An experience he still lives with today: Wallin deals with post traumatic stress disorder....horrifying dreams still plague him 40 years later. "Most times, however, it's not about the war. it's some violent oriented dream. either I am committing an act of violence or someone is committing the act of violence against me. And you can't resolve the issue."
Humphrey held his tongue in public and was ignored in private at the White House . He watched his premonitions came true:
America became increasingly frustrated by the war.

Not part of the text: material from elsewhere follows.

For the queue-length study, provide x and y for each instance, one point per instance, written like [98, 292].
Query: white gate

Americans lost confidence in their government...and a little more than three years after Humphrey wrote his memo to Lyndon Johnson...in March of 1968...Johnson threw in the towel. "I shall not seek....and I will not accept...the nomination of my party for another term as your president."
"Humphrey was an extraordinary person and politician. He was extraordinarily smart. In the case of Vietnam he saw before many the difficulties and disasters that would befall America."
Following Johnson's announcement, much of the nation rallied behind Democrat Robert Kennedy, who promised to end Vietnam.
Those dreams ended in June. "Senator Robert Francis Kennedy died at 1:44 AM today...June 6th, 1968."
Leaving Democrats to rally behind Hubert Humphrey; despite his opposition to Vietnam he didn't campaign heavily on it because of his role in the Johnson administration. Though he did hint at a change when he accepted his party's presidential nomination in August of '68. "There is always the temptation...always the temptation...to leave the scene of battle in anger and despair...but those who know the true meaning of democracy...accept the decision of today but never relinquish their right to change it tomorrow."
In the fall, America opted for Republican Richard Nixon. He said he would end Vietnam. It continued for another 7 years, until 1975, when Saigon fell. When Brian Wallin saw the video of American helicopters leaving Saigon...he cried. "That was kind of the final signal that we had lost."
And this memo, from South Dakota native Hubert Humphrey...10 years before the fall of Saigon...pleading with Lyndon Johnson to end Vietnam...became a tragic footnote to the history of this war.
After being defeated for president in 1968, Humphrey served the state of Minnesota as a United States Senator. In that role, he pressed the Nixon administration to change its Vietnam policies. That pressure helped lead to the U-S eventually removing combat forces from the country.